Eventually, Kathy Kennedy left Amblin and new co-presidents took her place. My contract wasn’t renewed. I interviewed at a couple of studios for production executive jobs like the one I had at Amblin. But the feedback was that my sensibilities were more “independent film” than “studio film.” I had gotten a gay film made, and while Steven was proud to make it, no studios saw it quite that way.
Just as I had suddenly decided I wanted to work in movies, I suddenly decided I didn’t. I answered a newspaper want ad (yes, those existed once) for an English teaching job, and that’s what I’ve been doing ever since. It’s a gift working with talented high school students eager to express their opinions and tell their stories. Students who are far braver and bolder than I was at their age.
Now it’s the 20th anniversary of the release of To Wong Foo, and so much has changed. Karl, my onetime “buddy,” is now my husband. We married in the pre-Proposition 8 window back in 2008, though we consider October 27, 1983, the day we first met, as our real wedding date. And now all of our gay and lesbian comrades can marry too, no matter what state of the union they live in. Drag queens are a bit passé. Transgender men and women are the focus now. HIV hasn’t gone away, but it’s manageable, not an automatic death sentence.
None of this means, of course, that the work is all done. There are so many battles still to fight, but at least now we have straight allies.
I’m definitely no Larry Kramer; I haven’t achieved an iota of what he’s done for not only the gay community but the human community. Yet when I think of To Wong Foo, I don’t think of merely a movie.

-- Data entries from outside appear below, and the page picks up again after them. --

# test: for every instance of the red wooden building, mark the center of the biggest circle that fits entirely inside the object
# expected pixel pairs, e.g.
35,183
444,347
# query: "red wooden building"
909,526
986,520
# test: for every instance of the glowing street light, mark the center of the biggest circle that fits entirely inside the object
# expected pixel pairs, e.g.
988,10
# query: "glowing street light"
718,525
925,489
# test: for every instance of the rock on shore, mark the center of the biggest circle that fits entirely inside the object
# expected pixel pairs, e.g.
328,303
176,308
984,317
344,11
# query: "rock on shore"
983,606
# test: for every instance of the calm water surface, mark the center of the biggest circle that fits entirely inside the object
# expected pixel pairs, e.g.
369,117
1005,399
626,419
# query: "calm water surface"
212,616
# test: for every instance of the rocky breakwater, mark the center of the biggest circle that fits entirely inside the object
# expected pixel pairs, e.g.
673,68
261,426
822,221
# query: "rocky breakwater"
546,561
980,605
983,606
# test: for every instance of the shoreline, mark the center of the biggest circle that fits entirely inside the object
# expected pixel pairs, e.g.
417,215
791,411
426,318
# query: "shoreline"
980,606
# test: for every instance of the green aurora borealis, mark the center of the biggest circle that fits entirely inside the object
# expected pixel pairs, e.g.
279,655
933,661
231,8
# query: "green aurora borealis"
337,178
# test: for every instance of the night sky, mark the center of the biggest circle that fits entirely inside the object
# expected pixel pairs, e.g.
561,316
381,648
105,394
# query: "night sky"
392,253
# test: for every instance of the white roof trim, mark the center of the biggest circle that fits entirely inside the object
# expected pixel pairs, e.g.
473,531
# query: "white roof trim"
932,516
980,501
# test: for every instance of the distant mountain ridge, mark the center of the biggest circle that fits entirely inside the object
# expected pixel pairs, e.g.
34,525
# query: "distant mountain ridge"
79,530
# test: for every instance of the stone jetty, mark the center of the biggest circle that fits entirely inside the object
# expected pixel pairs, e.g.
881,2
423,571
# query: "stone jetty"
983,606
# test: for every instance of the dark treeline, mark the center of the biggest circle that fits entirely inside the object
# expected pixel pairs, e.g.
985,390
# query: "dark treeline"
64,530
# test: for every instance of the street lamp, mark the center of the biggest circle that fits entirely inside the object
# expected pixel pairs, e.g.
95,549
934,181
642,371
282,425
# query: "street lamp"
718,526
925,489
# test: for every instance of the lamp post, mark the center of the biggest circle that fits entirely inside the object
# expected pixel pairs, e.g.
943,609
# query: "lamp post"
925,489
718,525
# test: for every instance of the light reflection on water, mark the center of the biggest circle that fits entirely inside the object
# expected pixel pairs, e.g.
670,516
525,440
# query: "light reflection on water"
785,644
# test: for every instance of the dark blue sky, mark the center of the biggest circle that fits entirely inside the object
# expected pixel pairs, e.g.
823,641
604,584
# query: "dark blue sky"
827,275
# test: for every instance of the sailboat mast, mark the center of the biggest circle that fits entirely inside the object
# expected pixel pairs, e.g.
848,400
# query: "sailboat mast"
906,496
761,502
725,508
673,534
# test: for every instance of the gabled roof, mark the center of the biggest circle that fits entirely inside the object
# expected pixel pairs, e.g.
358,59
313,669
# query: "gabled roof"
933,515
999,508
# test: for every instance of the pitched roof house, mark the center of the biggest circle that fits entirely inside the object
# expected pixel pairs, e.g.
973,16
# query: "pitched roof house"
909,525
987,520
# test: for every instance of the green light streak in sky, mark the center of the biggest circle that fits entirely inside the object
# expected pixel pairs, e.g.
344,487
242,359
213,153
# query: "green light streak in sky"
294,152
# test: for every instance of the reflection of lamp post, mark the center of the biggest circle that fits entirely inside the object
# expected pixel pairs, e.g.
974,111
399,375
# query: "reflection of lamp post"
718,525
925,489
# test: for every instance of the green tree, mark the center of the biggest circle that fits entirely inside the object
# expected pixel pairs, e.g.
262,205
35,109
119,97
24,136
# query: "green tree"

I think of what it meant to make a movie about three out and proud gay men back in the mid-1990s. What it meant to have a major studio finance and release it. What it meant to have one of the preeminent men in the history of the film industry support it from day one, without any begging or convincing.
I think of how I didn’t realize all that it meant then, and I think of all that it means still.
MITCH KOHN worked in the film industry for almost 10 years, has worked as a high school English teacher for 16, and has been with his husband, Karl Lott, for 32.